In 2002, Aram, together with founding curator Daniel Charny, established The Aram Gallery, located on the fourth floor of the Aram building, where he supported five shows a year of “experimental or new design”, some from designers – such as Martino Gamper – at the very beginning of their careers. Other exhibitions included a career retrospective of Achille Castiglioni featuring furniture from Zeev Aram’s private collection, a guest-curated exhibition on colour in design by textile designer Ptolemy Mann, and an exhibition of contemporary Spanish design in collaboration with the Spanish Embassy. Aram believed that design should ultimately strive towards engagement with industry and manufacturing – but as opportunities for large-scale production have declined, so he also contributed to the rise of limited-edition design, by drawing attention to the wilder, experimental and less functional edge of contemporary design practice.

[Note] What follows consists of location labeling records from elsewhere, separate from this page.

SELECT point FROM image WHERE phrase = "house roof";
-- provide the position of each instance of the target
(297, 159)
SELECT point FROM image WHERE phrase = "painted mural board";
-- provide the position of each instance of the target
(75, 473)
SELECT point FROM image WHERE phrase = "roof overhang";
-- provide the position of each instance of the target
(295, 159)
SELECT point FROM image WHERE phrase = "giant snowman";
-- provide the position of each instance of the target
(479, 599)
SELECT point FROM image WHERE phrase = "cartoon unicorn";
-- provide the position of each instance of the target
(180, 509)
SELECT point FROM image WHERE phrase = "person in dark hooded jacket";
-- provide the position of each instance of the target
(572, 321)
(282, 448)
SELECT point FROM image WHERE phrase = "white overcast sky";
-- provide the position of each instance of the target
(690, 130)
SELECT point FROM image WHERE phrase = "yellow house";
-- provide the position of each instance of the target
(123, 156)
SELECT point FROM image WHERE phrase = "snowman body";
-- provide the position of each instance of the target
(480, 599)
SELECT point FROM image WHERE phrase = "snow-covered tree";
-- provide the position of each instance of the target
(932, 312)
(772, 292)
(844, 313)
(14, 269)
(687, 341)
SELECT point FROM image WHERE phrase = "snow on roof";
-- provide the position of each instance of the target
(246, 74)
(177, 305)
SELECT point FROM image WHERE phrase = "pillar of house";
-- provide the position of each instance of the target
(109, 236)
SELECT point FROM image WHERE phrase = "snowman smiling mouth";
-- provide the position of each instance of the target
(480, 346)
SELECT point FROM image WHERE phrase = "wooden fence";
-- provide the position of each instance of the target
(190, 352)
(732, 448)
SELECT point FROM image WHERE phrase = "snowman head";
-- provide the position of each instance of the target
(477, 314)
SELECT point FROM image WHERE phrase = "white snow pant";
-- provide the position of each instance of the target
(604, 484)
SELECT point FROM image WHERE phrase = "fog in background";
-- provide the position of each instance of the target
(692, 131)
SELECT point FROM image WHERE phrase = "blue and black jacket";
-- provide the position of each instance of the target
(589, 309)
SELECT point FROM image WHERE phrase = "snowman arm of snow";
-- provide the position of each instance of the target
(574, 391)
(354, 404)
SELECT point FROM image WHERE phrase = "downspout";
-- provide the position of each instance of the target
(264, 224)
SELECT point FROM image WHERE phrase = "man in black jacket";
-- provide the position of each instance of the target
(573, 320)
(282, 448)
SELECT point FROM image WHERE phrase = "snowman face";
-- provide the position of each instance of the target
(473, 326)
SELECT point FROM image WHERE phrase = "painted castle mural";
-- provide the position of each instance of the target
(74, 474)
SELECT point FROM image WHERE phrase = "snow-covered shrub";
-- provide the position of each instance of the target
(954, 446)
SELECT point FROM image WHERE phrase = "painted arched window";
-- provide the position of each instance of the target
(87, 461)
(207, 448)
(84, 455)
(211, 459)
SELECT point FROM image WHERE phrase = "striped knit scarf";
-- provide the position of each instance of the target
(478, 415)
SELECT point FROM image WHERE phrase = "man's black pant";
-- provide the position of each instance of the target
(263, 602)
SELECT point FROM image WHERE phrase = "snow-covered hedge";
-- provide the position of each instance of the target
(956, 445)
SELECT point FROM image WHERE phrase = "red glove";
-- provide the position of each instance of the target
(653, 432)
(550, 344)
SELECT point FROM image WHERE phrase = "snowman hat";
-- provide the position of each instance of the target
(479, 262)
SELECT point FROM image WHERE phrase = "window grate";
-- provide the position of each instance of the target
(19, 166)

Zeev Aram’s role in retailing and promoting design in Britain is often overlooked in comparison with his better-known peer Terence Conran. While Conran sought to create a lifestyle business and operated on a large scale at inception, before branching into unrelated ventures, Aram had a different ambition. He quietly tasking himself with discovering and reviving a broad array of leading manufactured design – most of which is now ubiquitous in the ‘designer’ interior landscape. This was often realised in part without commercial gain (notably Gray’s work), and importantly as Aram would remonstrate, without the support of the powerful industry associations and trade bodies that facilitated the cultivation of new design (as exist in Italy or France).
Still very much relevant, the Aram brand early on was mostly identified with the design cognoscenti, architects and contract buyers. It continues to broaden, reaching a more design literate clientele that it played a part in creating. Zeev Aram was awarded an OBE for services to design and architecture in 2014 and the ADI Compasso d’Oro XXV for Lifetime Achievement in 2018.